Майское солнце прямыми лучами падало на белье, вздувшееся пузырями и булькающее в прачечном котле.
В данный момент стирка была единственным занятием Эдварда Констебла, который решил, что неплохо бы урвать минутку и погреться на солнышке. Но и здесь он заметил, что Джек Мэггс, словно приклеенный, с ним рядом, и теперь темная, наполненная паром прачечная стала казаться Констеблу куда привлекательнее, чем солнечные лучи.
Пока он помешивал в котле простыни и наволочки, его напарник, прислонившись к старой стене, был занят менее полезным делом — он с беспечным видом дымил трубкой; ароматный табачок действовал на Констебла тонизирующе, он глубоко вдыхал в себя удивительную смесь черного табака с мыльными парами.
— Груша зацвела, — нарушил молчание Констебл.
— Да, груша, — отозвался Мэггс.
После этого оба снова замолчали.
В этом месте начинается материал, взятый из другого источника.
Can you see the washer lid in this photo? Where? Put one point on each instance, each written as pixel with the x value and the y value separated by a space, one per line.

Констебл чувствовал легкое покалывание в шее и общее напряжение в мышцах, отнюдь не всегда неприятное, от того, что кто-то, пока еще незнакомый, кружит вокруг тебя.
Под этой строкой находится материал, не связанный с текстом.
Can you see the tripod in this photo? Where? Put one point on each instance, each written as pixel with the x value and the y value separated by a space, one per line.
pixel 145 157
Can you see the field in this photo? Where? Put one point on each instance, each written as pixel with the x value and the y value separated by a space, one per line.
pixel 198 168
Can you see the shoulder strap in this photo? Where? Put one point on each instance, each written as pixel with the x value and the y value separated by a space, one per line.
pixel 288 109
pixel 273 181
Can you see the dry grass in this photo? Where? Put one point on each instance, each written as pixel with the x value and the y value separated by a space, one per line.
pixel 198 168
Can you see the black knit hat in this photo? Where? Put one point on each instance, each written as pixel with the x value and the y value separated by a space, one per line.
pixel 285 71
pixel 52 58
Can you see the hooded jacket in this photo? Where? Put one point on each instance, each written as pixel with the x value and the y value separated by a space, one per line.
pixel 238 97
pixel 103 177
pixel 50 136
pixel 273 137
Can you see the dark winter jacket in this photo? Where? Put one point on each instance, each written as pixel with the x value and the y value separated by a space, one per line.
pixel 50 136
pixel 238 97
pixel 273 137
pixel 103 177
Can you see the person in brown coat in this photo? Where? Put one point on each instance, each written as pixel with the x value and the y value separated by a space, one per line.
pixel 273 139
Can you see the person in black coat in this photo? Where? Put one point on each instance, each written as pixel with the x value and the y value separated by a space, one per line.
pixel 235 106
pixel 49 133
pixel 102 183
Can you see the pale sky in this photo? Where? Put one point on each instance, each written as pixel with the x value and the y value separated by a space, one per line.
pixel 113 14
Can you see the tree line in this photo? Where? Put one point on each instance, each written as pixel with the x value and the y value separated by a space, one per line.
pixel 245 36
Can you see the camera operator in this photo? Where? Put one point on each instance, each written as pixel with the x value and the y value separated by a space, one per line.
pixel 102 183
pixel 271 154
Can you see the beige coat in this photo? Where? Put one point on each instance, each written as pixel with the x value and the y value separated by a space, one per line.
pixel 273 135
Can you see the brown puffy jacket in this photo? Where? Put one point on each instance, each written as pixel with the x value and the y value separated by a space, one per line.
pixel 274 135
— Я долго жил с секретами, — наконец подал голос Джек Мэггс.
У Констебла екнуло сердце.
— Вы знаете, откуда я? — в упор спросил его Джек.
— Нет.
— Не сомневаюсь, вам уже все рассказала наша маленькая мисс. — Джек Мэггс стал чаще попыхивать трубкой. — Я из Нового Южного Уэльса. Вот так. Теперь вы услышали это от меня самого.
Констебл в смущении уставился на клубившийся над котлом пар.
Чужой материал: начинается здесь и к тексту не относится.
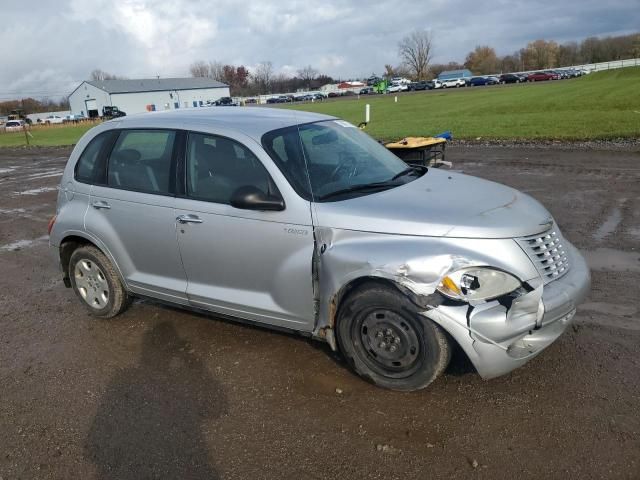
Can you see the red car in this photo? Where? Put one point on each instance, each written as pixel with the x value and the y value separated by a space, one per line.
pixel 541 76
— Зачем вы мне говорите это, мистер Мэггс?
— Три года из этого времени мне довелось провести в аду, который называется Моретон-Бэй. Там могли убить человека за то, что ему известен чужой секрет.
— Убить? — Констебл невольно вспомнил о тех, у кого были такие же секреты, как и у него: лейтенанта Джона Хепберна, барабанщика Томаса Уайта и других отличных ребят, которых судили и признали виновными. После Ньюгейта они канули в Лету. — Вы хотите сказать, что всех их ждала виселица?
— Нет, нет, — нетерпеливо отмахнулся Мэггс. — Выслушайте меня: если вы знаете что-то такое же опасное, как то, что теперь знаете обо мне, значит, вы опасны для меня.
— Вы можете быть откровенны со мной, Джек.
— Я стараюсь, Эдди. Слушайте дальше: в колонии Моретон-Бэй все заключенные шпионили друг за другом. Таким образом им удавалось держать нас в ежовых рукавицах. Если бы мы с вами были приятелями там, то вы обязаны были бы рассказать мне свой секрет, если случайно узнали мой. Мы были бы тогда в одинаковом положении.
— Джек, вы никак исповедуетесь?
— Нет. Я хочу поторговаться с вами. Я расскажу вам свой секрет.
— Но вы уже рассказали.
— Теперь мне нужен ваш секрет. Я заплачу за него вдвойне.
— У меня нет секретов, — осторожно сказал Констебл. — Какой секрет?
— Тот, что я увидел на вашем лице, когда вы вошли в спальню мистера Спинкса.
— Вы считаете, что мой секрет был написан на моем лице?
— Да.
— Он был в моем поведении? Или в том, как я говорил?
— Он был на вашем лице.
— Так очевидно?
— Так очевидно.
— Что же вы мне скажете?
— А то, что Генри Фиппс мой сын.
— Ваш сын? — Констебл растерялся. — Вы хотите сказать, что он для вас вроде сына? Как бы сын?
— Смысл этого слова достаточно ясен.
— Вы хотите сказать, что он ваше родное дитя? Или вы, как старший по возрасту, стали для него, младшего, как бы отцом… в большинстве случаев.
— Как бы это ни называлось, здесь все совершенно ясно, — сказал Мэггс, и Констебл понял, что ему придется выдержать его потемневший взволнованный взгляд.
— Генри боится меня, не так ли? — потребовал ответа Мэггс. — Ваши друзья видели его, так?